今、世界はアメリカに一極集中しているかのようにみえます。社会主義が敗北して資本主義が勝利したといわれる中で、湾岸戦争以後は国連さえも味方に付けたアメリカはまさに「唯一の超大国」になりました。しかし、アメリカ主導のいわゆる「世界新秩序」が容易に出現するかにみえましたが、その後の成り行きは必ずしもそうはならず、いったんはアメリカへの一極集中は弱まったかに思われました。ところが、その後のIT革命やグロ−バリゼ−ションの波にのって、経済的にもアメリカの一人勝ちという雰囲気が生まれ、再びアメリカへの一極集中という傾向が出てきました。そういう中で行われた大統領選挙では、共和党のブッシュ氏が激戦の末大統領に選出されました。ブッシュ共和党政権の権力基盤は、選挙結果の不透明性もあって脆弱なものでしたが、そのことがあったために逆に、クリントン前民主党政権との違いをきわだたせるような強硬な政策、すなわち「ユニラテラリズム」(単独行動主義、あるいは一方的外交)を実施していくようになりました。その結果、アメリカは国際社会の中で孤立するという状況を自らまねくことになりました。

ブッシュ政権の外交戦略の基本的性格は、国益至上主義の内向き・孤立主義なものでありながら、その一方で、国益の確保とその拡大・強化のためならすすんで外に強引に向かっていくという、なりふり構わぬ「21世紀への生き残り戦略」をとっているといえます。

 具体的には、ミサイル防衛(MD)構想の推進や、温暖化防止問題での京都議定書の批准拒否、敵対的な中国・北朝鮮政策への転換、イスラエルに一方的に肩入れする中東・パレスチナ政策などで、冷戦後におけるアメリカのこれまでの政権以上に、露骨な形で国益中心主義を押し出しています。

とくに、ミサイル防衛(MD)構想の性格は、1941年の日本による真珠湾攻撃、1957年のソ連によるスプートニク・ショック以来、アメリカが持っていた、本土が脅威に晒されるという恐怖感を一挙に取り除こうとするものです。これは、冷戦時代の核による「恐怖の均衡」、「相互抑止」を克服して、アメリカの「一方的抑止(あるいは絶対的抑止)」状態を確立して、21世紀をさらなる「アメリカの世紀」にすることを目的とするものです。また、付け加えるならば、当初提起されていた戦域ミサイル(TMD)構想は友好国・同盟国を守ると宣伝されましたが、それは実は友好国・同盟国にある米軍基地を守るというのが最大の目的であったと思われますので、ミサイル防衛(MD)構想となった今もその本質的性格が変わったのではないということです。

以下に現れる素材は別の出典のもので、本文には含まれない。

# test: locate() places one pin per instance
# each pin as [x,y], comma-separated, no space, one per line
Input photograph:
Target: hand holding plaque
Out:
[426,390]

地球温暖化問題へのアメリカの対応は、もしゴア氏が大統領になっていたならば今の(危機的)状況は少しは変わっていたと思われます。ブッシュ大統領による政策転換は、アメリカ経済に陰りがみえてきた今日の段階では、地球全体の環境問題よりも自国の景気浮揚・経済発展を優先するという姿勢を鮮明に示したものといえます。また、この問題に対する日本の対応は、非常に煮えきれないもので、本来は議長国として積極的なイニシアチブをとるべきところなのに、アメリカに遠慮してあいまいな立場を終始一貫とっていることも皆さんご存じの通りです。

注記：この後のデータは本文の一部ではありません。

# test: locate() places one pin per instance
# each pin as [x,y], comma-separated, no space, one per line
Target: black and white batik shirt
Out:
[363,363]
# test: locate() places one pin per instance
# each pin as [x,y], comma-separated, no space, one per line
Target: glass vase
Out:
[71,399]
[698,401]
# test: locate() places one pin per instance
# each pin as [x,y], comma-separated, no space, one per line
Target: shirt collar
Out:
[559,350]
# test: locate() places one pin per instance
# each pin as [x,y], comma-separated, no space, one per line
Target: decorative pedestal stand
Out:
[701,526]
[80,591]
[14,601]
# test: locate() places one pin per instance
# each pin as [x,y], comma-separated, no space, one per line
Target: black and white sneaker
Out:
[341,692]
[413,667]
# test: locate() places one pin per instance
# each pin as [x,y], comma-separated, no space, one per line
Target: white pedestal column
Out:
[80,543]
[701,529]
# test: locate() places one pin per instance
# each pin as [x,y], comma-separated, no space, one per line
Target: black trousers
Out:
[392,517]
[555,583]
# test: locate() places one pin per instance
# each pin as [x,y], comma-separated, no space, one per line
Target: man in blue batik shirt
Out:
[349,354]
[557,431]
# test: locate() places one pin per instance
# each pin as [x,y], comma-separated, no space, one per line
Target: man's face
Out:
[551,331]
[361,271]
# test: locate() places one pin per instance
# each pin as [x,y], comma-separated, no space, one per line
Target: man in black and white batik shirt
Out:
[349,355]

さらに、中東・パレスチナ問題では、クリントン前民主党政権もイスラエル寄りであったとはいえ、中東和平の仲介者としての役割を果たそうという姿勢はみせていたように思われますが、ブッシュ政権は、湾岸戦争後の中東和平の枠組みの基礎となる93年のオスロ合意を反古にしようとするイスラエル・シャロン政権の強引な政策に歯止めをかけるという仲介者としての当然の役割を放棄しているばかりか、間接的にはそれを支持さえもしています。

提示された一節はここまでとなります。